Nichtsdestotrotz werden Afghan*innen unter anderem aus Ländern wie Bulgarien, Kroatien und Griechenland nach wie vor zurückgeschoben. Polen hat gar neue Regelungen eingeführt, nach denen Menschen, die ohne offizielle Erlaubnis eingereist sind, in Polen kein Asyl beantragen können.
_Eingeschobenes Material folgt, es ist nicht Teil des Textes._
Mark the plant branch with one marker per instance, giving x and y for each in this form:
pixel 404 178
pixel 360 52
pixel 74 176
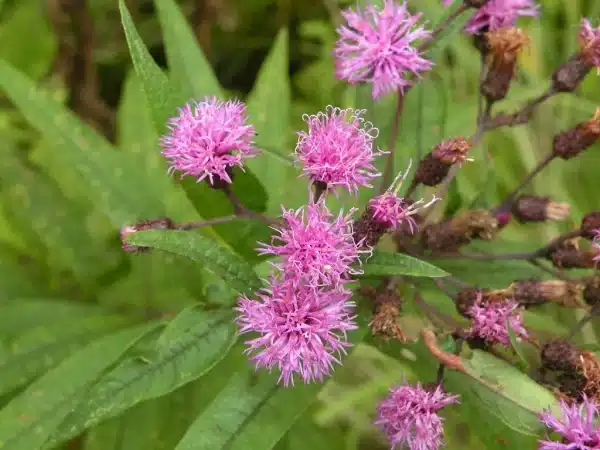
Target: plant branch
pixel 506 205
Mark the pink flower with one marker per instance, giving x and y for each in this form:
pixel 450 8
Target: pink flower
pixel 578 427
pixel 338 149
pixel 208 139
pixel 408 417
pixel 316 248
pixel 489 321
pixel 301 330
pixel 497 14
pixel 378 47
pixel 590 43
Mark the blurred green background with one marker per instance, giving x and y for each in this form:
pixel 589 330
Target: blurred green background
pixel 55 242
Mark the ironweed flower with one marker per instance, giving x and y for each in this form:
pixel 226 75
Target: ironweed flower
pixel 496 14
pixel 337 150
pixel 489 321
pixel 392 211
pixel 208 138
pixel 408 416
pixel 577 425
pixel 589 39
pixel 378 47
pixel 316 247
pixel 301 330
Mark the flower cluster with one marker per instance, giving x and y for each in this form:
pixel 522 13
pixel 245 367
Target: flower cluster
pixel 337 150
pixel 209 138
pixel 408 416
pixel 378 47
pixel 490 321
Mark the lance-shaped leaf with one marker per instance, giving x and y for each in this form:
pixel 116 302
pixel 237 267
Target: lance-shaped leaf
pixel 190 345
pixel 210 254
pixel 29 420
pixel 388 263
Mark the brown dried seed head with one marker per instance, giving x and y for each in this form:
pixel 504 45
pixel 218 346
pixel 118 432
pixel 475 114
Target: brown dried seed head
pixel 571 143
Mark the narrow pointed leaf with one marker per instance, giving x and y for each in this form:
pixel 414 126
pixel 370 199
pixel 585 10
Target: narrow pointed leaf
pixel 387 263
pixel 30 419
pixel 190 346
pixel 211 255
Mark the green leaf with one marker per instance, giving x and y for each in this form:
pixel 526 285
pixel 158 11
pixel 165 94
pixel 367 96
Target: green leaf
pixel 29 420
pixel 38 349
pixel 269 111
pixel 37 203
pixel 252 411
pixel 190 346
pixel 121 190
pixel 161 96
pixel 214 258
pixel 508 393
pixel 388 263
pixel 188 66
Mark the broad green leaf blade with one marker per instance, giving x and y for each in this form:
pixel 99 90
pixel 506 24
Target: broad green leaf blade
pixel 189 347
pixel 38 349
pixel 188 66
pixel 161 96
pixel 30 419
pixel 213 257
pixel 252 411
pixel 508 393
pixel 388 263
pixel 269 111
pixel 119 188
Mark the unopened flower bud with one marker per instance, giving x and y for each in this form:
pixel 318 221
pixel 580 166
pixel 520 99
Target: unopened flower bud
pixel 571 143
pixel 569 75
pixel 534 292
pixel 162 223
pixel 572 257
pixel 456 232
pixel 385 323
pixel 504 45
pixel 435 166
pixel 532 208
pixel 590 224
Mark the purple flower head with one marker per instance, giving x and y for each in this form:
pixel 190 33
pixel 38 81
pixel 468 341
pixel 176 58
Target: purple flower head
pixel 338 149
pixel 489 321
pixel 392 211
pixel 301 330
pixel 408 417
pixel 208 139
pixel 589 38
pixel 316 248
pixel 496 14
pixel 578 426
pixel 378 47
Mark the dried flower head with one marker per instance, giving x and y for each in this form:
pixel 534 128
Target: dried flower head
pixel 392 211
pixel 409 418
pixel 207 139
pixel 577 426
pixel 378 47
pixel 301 330
pixel 315 247
pixel 589 39
pixel 497 14
pixel 338 150
pixel 489 320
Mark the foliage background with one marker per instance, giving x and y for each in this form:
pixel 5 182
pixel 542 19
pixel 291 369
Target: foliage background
pixel 59 246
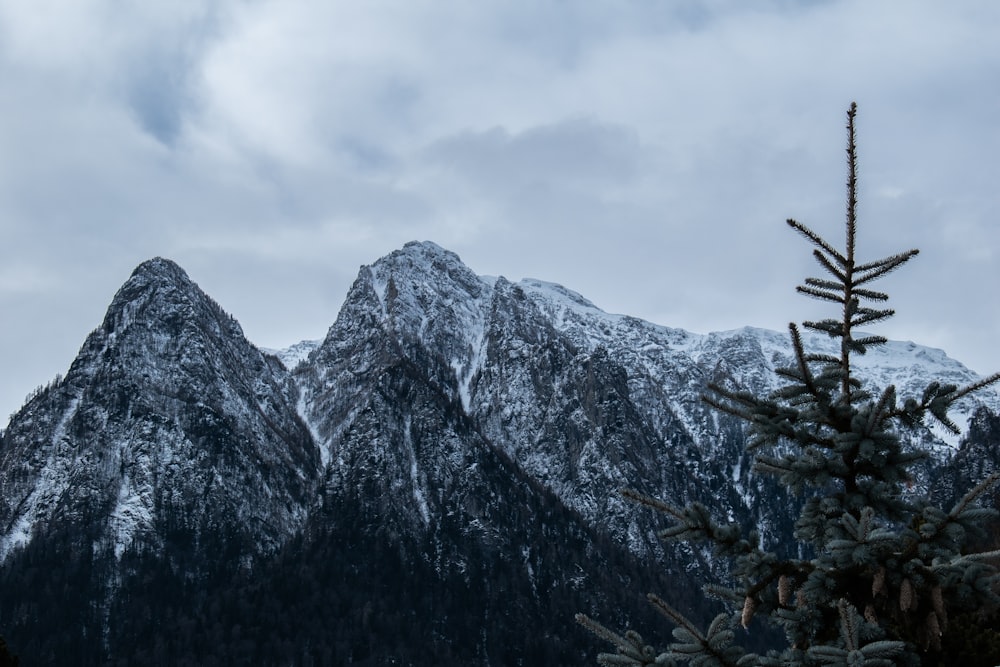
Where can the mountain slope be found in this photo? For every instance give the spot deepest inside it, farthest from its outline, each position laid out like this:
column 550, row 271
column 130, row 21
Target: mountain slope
column 170, row 443
column 435, row 482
Seit dem 19. August sitzen 32 Afghan*innen an der Grenze zwischen Polen und Belarus fest, nachdem sie aus Polen nach Belarus gebracht wurden, vermutlich im Rahmen eines Push-Back und ohne eine individuelle Beurteilung ihrer jeweiligen Umstände. Die polnischen und belarussischen Grenzbeamt*innen halten diese Menschen auf einer kleinen grenznahen Fläche fest, wo sie weder Zugang zu angemessenen Unterkünften und Gesundheitsleistungen haben noch über ausreichend Trinkwasser oder Nahrungsmittel verfügen.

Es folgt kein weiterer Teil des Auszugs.